This was a hit we could not parry; so I asked what other authors he had besides.

"There is Sir Walter," returned he.

"The best of all," I observed. "I see you want no company; I only fear we are in the way: but pray go on with the account.

"I have little more to tell," said he. "I call for coffee; perhaps I compose an essay-a bad one, I grant you, but as nobody sees it, no matter; perhaps I compose myself to sleep,-to which I sometimes am invited by neither more nor less than the rhythm of that high clock, whose pendulum has given me many a doze; for its lulling witchery (as I may call it,) has often soothed me like the lullaby of a child, and made my sleep almost as sweet. But of this, I see by your laughing, you are unworthy; and, indeed, I am not surprised at it; for I must tell you, if you have not yet discovered it, that these day-sleeps can only be really enjoyed by those who have no cares or hankerings after the world; and, above all, who have nothing on their consciences -no quarrel with themselves."

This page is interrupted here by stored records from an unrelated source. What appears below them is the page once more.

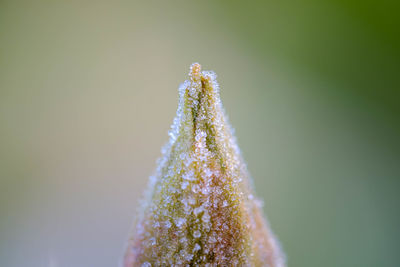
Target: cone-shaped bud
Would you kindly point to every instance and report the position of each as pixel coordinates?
(200, 209)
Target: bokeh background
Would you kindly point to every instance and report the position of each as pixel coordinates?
(88, 90)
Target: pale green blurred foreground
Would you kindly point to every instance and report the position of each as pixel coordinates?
(88, 91)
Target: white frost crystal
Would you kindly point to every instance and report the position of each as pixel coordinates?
(200, 208)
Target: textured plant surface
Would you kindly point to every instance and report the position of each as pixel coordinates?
(200, 208)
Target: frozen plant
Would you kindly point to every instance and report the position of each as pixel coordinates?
(200, 208)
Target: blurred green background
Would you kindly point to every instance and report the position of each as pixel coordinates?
(88, 90)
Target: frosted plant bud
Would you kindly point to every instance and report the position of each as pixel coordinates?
(200, 208)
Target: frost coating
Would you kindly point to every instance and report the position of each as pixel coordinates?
(200, 208)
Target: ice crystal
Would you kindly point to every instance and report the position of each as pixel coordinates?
(200, 208)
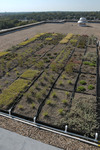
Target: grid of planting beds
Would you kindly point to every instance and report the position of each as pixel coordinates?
(52, 77)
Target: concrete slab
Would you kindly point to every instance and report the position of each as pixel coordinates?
(13, 141)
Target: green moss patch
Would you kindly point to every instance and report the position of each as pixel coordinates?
(30, 74)
(3, 53)
(12, 92)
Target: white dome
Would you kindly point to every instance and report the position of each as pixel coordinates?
(82, 19)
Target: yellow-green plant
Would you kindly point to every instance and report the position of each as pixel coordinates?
(3, 53)
(30, 74)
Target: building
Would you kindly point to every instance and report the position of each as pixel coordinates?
(82, 22)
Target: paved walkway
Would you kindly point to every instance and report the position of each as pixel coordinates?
(12, 141)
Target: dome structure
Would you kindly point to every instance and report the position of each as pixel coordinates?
(82, 21)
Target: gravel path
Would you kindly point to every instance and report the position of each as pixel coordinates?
(9, 40)
(44, 136)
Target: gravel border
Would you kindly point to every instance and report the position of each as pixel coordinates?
(44, 136)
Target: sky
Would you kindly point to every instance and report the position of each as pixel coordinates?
(48, 5)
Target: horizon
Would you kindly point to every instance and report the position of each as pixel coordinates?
(49, 6)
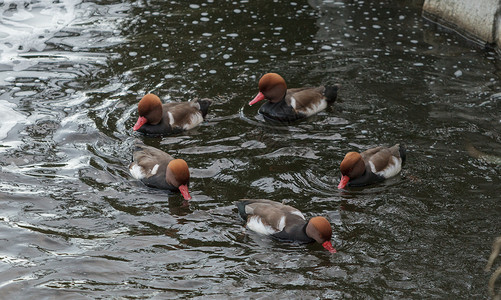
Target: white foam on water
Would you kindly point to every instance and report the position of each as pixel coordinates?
(10, 118)
(27, 25)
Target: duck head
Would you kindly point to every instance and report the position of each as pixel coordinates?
(178, 175)
(352, 166)
(150, 111)
(319, 229)
(272, 87)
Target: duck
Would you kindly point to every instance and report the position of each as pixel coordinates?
(157, 169)
(156, 118)
(289, 105)
(371, 166)
(284, 222)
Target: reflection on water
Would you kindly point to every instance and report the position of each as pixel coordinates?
(77, 225)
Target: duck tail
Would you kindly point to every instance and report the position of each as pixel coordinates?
(330, 93)
(241, 208)
(204, 106)
(403, 153)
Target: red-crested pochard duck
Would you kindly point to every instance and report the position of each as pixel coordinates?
(288, 105)
(284, 222)
(157, 118)
(371, 166)
(158, 169)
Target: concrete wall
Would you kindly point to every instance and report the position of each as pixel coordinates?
(476, 19)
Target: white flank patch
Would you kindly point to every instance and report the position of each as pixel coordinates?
(298, 213)
(194, 121)
(293, 102)
(393, 168)
(256, 224)
(281, 224)
(137, 171)
(315, 108)
(155, 169)
(171, 118)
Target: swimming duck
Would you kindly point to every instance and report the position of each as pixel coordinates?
(158, 169)
(163, 119)
(284, 222)
(288, 105)
(371, 166)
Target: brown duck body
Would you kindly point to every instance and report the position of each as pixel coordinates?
(284, 222)
(156, 118)
(371, 166)
(158, 169)
(289, 105)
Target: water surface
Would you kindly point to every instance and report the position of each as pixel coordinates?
(75, 224)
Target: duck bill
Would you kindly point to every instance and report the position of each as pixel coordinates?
(343, 182)
(328, 245)
(140, 122)
(256, 99)
(184, 191)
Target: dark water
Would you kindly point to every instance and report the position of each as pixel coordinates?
(74, 224)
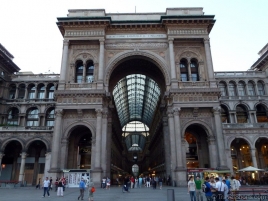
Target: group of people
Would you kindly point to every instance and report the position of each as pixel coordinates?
(130, 181)
(47, 185)
(212, 187)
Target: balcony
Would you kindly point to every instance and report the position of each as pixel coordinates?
(198, 84)
(236, 74)
(245, 125)
(26, 128)
(92, 85)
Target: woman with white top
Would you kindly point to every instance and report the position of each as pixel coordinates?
(191, 189)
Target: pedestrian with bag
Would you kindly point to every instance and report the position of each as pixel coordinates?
(198, 184)
(192, 188)
(82, 187)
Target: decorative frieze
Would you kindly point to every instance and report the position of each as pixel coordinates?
(187, 31)
(80, 100)
(84, 33)
(136, 45)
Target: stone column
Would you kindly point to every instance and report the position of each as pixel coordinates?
(22, 167)
(174, 83)
(101, 60)
(108, 151)
(189, 70)
(55, 166)
(84, 73)
(172, 143)
(26, 92)
(209, 60)
(229, 160)
(179, 164)
(167, 146)
(64, 62)
(104, 142)
(213, 156)
(1, 156)
(47, 164)
(17, 92)
(219, 137)
(253, 156)
(98, 140)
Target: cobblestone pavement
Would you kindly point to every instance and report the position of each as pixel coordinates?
(114, 194)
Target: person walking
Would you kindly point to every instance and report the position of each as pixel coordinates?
(220, 190)
(192, 188)
(46, 185)
(108, 183)
(198, 184)
(160, 180)
(82, 187)
(60, 188)
(207, 189)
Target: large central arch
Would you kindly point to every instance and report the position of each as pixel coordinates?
(146, 55)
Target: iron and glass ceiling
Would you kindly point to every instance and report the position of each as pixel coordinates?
(136, 98)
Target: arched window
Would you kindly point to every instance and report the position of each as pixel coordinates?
(241, 114)
(224, 114)
(261, 113)
(223, 88)
(12, 91)
(194, 70)
(50, 116)
(241, 89)
(79, 72)
(90, 72)
(51, 90)
(41, 91)
(21, 91)
(232, 91)
(32, 117)
(31, 92)
(260, 88)
(184, 70)
(13, 116)
(251, 90)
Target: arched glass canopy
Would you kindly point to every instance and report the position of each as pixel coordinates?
(136, 98)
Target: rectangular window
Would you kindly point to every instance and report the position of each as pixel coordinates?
(183, 77)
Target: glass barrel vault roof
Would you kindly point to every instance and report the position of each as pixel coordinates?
(136, 98)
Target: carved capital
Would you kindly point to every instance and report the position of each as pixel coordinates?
(1, 155)
(59, 112)
(206, 40)
(99, 112)
(176, 111)
(216, 110)
(23, 155)
(65, 42)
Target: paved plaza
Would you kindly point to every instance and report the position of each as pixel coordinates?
(114, 194)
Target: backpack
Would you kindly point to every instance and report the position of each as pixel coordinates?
(93, 189)
(205, 189)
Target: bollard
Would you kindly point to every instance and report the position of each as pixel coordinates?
(170, 195)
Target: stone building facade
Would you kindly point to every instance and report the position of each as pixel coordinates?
(134, 88)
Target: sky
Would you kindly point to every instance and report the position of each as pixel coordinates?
(29, 32)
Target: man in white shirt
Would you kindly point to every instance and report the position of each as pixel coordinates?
(220, 190)
(46, 185)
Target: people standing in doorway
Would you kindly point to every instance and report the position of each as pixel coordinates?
(108, 183)
(38, 184)
(198, 184)
(192, 188)
(220, 190)
(160, 180)
(60, 188)
(207, 189)
(82, 187)
(46, 185)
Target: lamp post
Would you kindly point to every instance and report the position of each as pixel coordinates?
(135, 170)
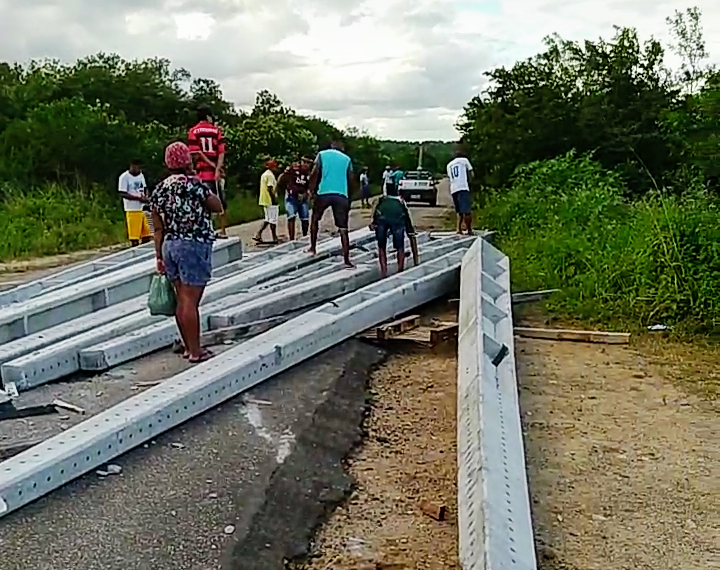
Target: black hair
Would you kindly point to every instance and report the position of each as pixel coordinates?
(204, 112)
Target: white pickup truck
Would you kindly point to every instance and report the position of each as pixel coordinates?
(418, 186)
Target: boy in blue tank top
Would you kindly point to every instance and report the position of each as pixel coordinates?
(331, 184)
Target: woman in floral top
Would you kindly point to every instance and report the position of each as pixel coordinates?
(181, 208)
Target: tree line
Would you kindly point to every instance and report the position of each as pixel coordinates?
(78, 125)
(616, 99)
(599, 166)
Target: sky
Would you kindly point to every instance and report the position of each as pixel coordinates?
(400, 69)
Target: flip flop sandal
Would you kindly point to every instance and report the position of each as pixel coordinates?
(204, 356)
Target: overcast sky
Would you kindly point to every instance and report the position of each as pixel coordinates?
(398, 68)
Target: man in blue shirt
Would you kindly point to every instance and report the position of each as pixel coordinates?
(331, 183)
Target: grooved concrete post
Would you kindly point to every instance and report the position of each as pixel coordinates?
(495, 526)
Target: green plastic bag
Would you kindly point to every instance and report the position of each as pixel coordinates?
(161, 300)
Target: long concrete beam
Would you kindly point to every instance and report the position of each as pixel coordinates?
(258, 305)
(72, 275)
(67, 303)
(82, 448)
(494, 522)
(62, 358)
(260, 302)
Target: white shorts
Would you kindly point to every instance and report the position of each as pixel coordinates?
(271, 214)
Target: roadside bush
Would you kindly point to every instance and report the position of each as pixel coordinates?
(52, 219)
(565, 224)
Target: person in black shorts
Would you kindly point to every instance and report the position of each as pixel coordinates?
(331, 183)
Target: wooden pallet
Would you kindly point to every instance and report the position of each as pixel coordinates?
(409, 329)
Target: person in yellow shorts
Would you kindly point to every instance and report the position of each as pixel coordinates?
(133, 189)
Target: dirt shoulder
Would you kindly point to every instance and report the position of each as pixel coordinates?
(408, 458)
(620, 459)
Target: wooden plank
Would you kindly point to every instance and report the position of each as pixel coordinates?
(529, 296)
(443, 331)
(578, 336)
(399, 326)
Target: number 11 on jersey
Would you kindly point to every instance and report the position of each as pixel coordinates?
(206, 144)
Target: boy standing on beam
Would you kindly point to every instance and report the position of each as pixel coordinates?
(391, 217)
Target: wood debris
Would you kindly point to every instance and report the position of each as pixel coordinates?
(433, 510)
(573, 335)
(409, 329)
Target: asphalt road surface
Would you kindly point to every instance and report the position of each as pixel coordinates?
(240, 487)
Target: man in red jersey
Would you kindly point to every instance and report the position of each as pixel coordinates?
(207, 145)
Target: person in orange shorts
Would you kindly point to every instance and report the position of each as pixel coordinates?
(133, 189)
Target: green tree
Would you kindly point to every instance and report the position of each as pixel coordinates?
(604, 97)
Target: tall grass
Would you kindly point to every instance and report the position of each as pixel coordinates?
(565, 223)
(52, 219)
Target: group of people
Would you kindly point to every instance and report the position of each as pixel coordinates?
(178, 212)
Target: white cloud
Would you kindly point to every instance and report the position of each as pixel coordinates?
(399, 68)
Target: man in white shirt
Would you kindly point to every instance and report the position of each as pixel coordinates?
(387, 175)
(460, 171)
(133, 189)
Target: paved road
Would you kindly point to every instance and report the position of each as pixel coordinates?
(269, 470)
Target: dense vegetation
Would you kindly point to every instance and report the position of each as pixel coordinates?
(599, 168)
(68, 131)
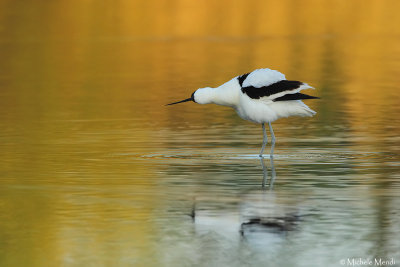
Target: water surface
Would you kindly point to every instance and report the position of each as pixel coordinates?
(96, 171)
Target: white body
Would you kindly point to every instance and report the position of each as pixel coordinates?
(262, 110)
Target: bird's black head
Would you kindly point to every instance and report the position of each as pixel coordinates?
(185, 100)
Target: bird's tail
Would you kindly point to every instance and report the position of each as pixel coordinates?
(306, 110)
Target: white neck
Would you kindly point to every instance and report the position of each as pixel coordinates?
(224, 95)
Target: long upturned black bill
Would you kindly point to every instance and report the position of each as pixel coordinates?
(186, 100)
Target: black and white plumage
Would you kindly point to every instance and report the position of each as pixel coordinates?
(261, 96)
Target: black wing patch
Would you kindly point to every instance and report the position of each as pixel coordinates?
(243, 77)
(297, 96)
(278, 87)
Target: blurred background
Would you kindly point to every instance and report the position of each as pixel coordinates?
(96, 171)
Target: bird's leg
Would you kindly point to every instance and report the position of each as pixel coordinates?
(272, 140)
(265, 173)
(265, 139)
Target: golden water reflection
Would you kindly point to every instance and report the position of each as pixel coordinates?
(95, 168)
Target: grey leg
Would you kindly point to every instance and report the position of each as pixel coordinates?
(265, 173)
(273, 174)
(265, 140)
(272, 140)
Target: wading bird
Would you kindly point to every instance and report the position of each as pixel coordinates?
(261, 96)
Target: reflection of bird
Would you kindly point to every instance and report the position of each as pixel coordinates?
(261, 96)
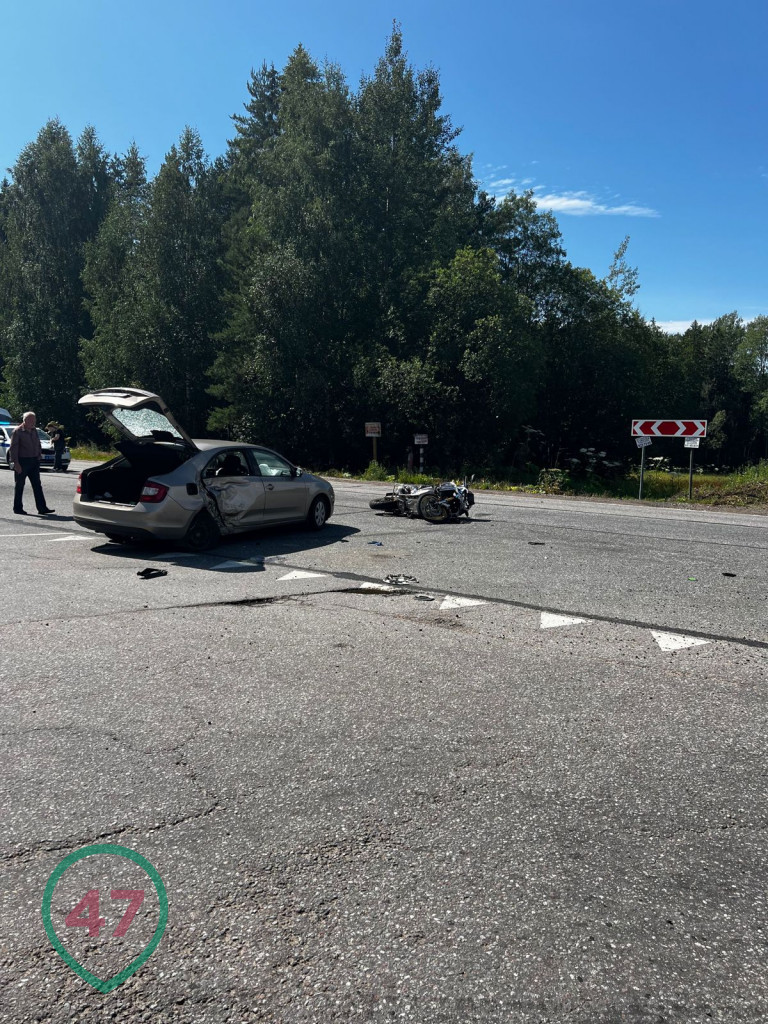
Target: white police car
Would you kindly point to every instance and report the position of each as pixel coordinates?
(6, 429)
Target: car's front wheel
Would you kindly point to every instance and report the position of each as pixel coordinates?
(203, 532)
(317, 513)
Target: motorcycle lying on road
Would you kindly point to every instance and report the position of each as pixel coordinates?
(433, 503)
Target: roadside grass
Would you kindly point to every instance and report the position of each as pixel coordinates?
(90, 453)
(747, 487)
(742, 488)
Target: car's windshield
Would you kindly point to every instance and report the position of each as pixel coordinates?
(144, 422)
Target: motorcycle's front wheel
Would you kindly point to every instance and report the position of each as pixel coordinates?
(430, 509)
(388, 504)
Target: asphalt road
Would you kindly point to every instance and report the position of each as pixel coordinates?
(529, 786)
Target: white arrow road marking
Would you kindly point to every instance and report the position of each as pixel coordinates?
(673, 641)
(172, 558)
(549, 621)
(459, 602)
(301, 574)
(231, 563)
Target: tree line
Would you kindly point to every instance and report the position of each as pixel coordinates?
(339, 264)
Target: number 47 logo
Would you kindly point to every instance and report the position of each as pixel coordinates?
(78, 918)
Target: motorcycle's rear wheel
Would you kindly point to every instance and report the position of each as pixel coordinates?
(430, 509)
(388, 504)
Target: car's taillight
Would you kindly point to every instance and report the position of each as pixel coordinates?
(153, 493)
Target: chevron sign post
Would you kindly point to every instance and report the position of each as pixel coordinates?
(669, 428)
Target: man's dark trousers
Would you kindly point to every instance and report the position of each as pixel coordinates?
(31, 468)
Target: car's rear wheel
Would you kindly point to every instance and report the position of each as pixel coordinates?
(317, 513)
(203, 532)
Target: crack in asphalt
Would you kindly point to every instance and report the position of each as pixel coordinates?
(77, 842)
(387, 590)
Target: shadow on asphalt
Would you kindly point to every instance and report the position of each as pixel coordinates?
(240, 553)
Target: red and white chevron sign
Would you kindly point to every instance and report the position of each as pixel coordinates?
(669, 428)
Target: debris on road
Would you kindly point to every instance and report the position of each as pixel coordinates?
(152, 572)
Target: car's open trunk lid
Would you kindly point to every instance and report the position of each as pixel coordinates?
(121, 481)
(140, 416)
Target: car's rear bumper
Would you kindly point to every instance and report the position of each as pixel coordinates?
(163, 522)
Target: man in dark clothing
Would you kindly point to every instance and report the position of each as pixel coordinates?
(59, 443)
(26, 454)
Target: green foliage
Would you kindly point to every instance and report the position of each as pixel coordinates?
(337, 265)
(375, 471)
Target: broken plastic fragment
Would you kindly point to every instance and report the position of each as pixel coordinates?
(152, 572)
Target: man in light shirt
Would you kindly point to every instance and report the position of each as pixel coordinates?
(27, 454)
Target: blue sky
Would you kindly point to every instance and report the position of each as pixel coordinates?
(644, 119)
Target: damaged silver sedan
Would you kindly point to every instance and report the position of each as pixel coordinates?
(166, 485)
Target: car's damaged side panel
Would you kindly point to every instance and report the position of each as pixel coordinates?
(233, 503)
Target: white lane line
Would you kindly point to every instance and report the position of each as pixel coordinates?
(675, 641)
(172, 558)
(301, 574)
(550, 621)
(36, 534)
(459, 602)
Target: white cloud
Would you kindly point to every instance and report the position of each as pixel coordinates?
(581, 204)
(573, 204)
(678, 327)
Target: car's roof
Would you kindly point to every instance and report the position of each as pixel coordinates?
(206, 443)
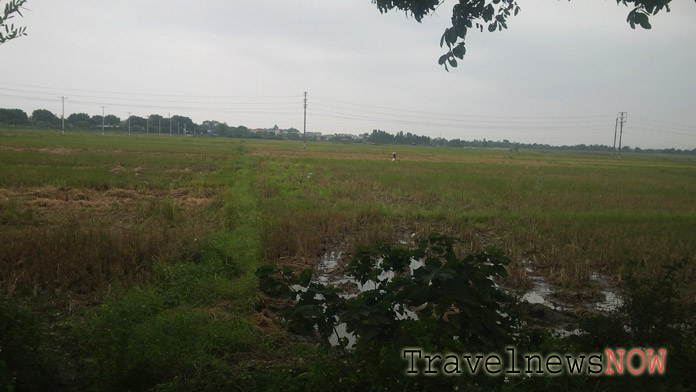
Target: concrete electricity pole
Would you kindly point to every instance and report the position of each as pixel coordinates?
(616, 125)
(103, 107)
(62, 116)
(621, 123)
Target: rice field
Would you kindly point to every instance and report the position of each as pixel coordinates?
(113, 240)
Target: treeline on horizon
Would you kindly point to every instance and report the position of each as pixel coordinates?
(45, 119)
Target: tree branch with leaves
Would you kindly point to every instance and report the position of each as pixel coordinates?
(9, 31)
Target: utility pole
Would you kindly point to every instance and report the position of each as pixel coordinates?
(62, 116)
(621, 123)
(304, 147)
(616, 125)
(103, 107)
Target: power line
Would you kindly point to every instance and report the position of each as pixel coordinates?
(459, 115)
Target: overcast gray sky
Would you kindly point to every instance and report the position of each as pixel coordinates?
(558, 75)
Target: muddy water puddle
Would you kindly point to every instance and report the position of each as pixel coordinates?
(546, 293)
(542, 296)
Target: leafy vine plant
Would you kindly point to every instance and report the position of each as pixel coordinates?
(453, 301)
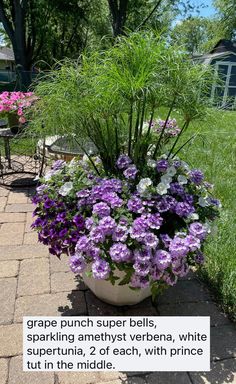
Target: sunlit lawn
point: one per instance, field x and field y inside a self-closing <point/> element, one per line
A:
<point x="214" y="151"/>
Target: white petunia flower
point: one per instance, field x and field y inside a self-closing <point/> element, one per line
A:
<point x="66" y="188"/>
<point x="182" y="180"/>
<point x="161" y="189"/>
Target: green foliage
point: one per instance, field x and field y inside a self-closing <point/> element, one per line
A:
<point x="108" y="95"/>
<point x="214" y="151"/>
<point x="227" y="16"/>
<point x="197" y="34"/>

I almost felt reproved by this serious ending of the philosopher of ease, who certainly knew very well how to cure our disposition to laugh at him, if we had it. I entreated him, therefore, to go on.

"Well," said he, "I rise refreshed for a walk, which only ends with twilight; and with none but my thoughts for my companions; which, if I find them worth recording, I commit to paper: and so to bed."

Both Fawknor and myself bowed our thanks; and for once, I said, I should be among his enviers; though I feared I should not be believed in Mayfair, if I told what I sincerely thought of his way of life.

The evening closed in, after a walk in a very odoriferous and prolific garden, which surrounded three parts of the house; and as Fawknor was to start early in the morning to rejoin the Grandborough party, Blythfield said it would be good for his health if, for once, he went to bed at eleven o'clock.

His butler then appearing with a pair of massive candlesticks and bougies, preceding our steps, our host

himself conducted us to our rooms, as he said his father and grandfather had always made a rule of doing when distinguished strangers did him the honour to visit him. He then took leave of Fawknor, thanking him for the favour he had conferred upon him, with an air, and in a tone of self-possession, amounting almost to dignity; which evidently gave my companion something like surprise.

Left alone with him previous to my retiring, "I wonder," said I, "what your report will be to the Grandboroughs of their cousin: I should like to know."

"It is difficult to say," returned he, "for I know it not myself. There seem so many contrasts in the man, of bluntness and ceremony; of excellent feeling and abrupt chiding; of almost dignity and almost vulgarity; that I shall be puzzled what to say. I am inclined to feel with Lady Grandborough about him, yet cannot fairly oppose her husband's opinion, which is all in his favour."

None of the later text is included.